The Central Bank of Nigeria has announced plans to stop the sale of foreign exchange to Deposit Money Banks (DMBs) by the end of the year.

The CBN Governor, Godwin Emefiele, made the disclosure on Thursday at a press briefing on the bank’s new forex repatriation scheme, RT200.

Emefiele stated that banks must begin to source their forex from export proceeds, which brings the need to support non-oil exporters in the country.

He pointed out that the decision was in line with the central bank’s new commitment to boost the country’s foreign reserves through proceeds from non-oil exports.

According to the Governor, RT200 which stands for Race to $200bn is a set of policies, plans and programmes for non-oil exports that will enable the country to generate $200bn in forex repatriation, exclusively from non-oil exports, over the next three to five years.

The governor said the loans would have 10-year tenure, with a two-year moratorium and an interest rate of five per cent.
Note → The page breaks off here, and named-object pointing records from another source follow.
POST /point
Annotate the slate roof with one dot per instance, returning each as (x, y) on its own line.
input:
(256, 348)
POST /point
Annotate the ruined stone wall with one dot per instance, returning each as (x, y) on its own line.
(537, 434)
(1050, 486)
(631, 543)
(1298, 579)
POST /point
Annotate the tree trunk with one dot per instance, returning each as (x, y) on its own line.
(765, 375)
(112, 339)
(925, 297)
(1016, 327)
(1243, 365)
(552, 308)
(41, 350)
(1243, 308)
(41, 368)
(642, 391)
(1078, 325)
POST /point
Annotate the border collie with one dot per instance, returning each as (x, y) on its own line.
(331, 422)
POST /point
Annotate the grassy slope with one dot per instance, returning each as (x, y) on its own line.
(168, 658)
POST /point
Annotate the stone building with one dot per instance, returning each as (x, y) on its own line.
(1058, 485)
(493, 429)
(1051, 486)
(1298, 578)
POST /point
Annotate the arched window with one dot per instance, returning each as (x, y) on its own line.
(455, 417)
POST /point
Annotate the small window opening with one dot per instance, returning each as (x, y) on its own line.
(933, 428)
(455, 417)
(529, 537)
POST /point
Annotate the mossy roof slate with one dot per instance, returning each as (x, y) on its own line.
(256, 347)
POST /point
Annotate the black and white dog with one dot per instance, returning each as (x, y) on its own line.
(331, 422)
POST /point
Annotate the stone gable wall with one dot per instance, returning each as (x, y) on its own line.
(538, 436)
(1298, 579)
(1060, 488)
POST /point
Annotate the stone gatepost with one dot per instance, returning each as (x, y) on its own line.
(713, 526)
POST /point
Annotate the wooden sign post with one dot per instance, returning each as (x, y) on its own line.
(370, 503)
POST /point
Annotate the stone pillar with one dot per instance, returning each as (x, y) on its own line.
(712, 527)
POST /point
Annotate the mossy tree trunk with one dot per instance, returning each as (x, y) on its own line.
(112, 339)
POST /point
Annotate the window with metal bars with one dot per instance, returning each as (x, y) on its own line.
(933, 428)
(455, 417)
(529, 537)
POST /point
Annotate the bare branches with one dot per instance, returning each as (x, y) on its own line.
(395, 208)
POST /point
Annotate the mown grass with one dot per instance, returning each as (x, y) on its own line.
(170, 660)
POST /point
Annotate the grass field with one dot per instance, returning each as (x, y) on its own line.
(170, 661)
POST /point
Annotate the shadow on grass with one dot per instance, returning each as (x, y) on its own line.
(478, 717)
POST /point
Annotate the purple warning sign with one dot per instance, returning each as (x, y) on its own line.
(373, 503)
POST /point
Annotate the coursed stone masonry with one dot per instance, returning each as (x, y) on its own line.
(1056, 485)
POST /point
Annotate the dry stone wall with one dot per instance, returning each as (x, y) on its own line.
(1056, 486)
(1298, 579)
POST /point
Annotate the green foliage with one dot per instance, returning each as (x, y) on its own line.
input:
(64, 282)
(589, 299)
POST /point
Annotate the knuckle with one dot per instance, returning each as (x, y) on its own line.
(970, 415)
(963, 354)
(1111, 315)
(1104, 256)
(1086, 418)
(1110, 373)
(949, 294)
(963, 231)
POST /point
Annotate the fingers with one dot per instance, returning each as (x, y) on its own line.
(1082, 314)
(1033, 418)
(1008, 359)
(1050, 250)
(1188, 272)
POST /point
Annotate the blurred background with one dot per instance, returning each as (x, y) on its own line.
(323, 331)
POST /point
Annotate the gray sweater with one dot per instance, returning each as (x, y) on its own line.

Similar to the naira for dollar programme, this programme, he said, would also entail a forex rebate scheme where the exporters will be paid N5 for every dollar they put into the economy.

As part of the programme, the apex bank will provide concessionary and long-term loans for businesses interested in expanding existing plants or building new ones for the sole purpose of adding significant value to the non-oil commodities before exporting same.

Meanwhile, the governor also announced that interest rates on its intervention loans which were expected to revert to 9% by March 1, would remain at 5% until March 1, 2023.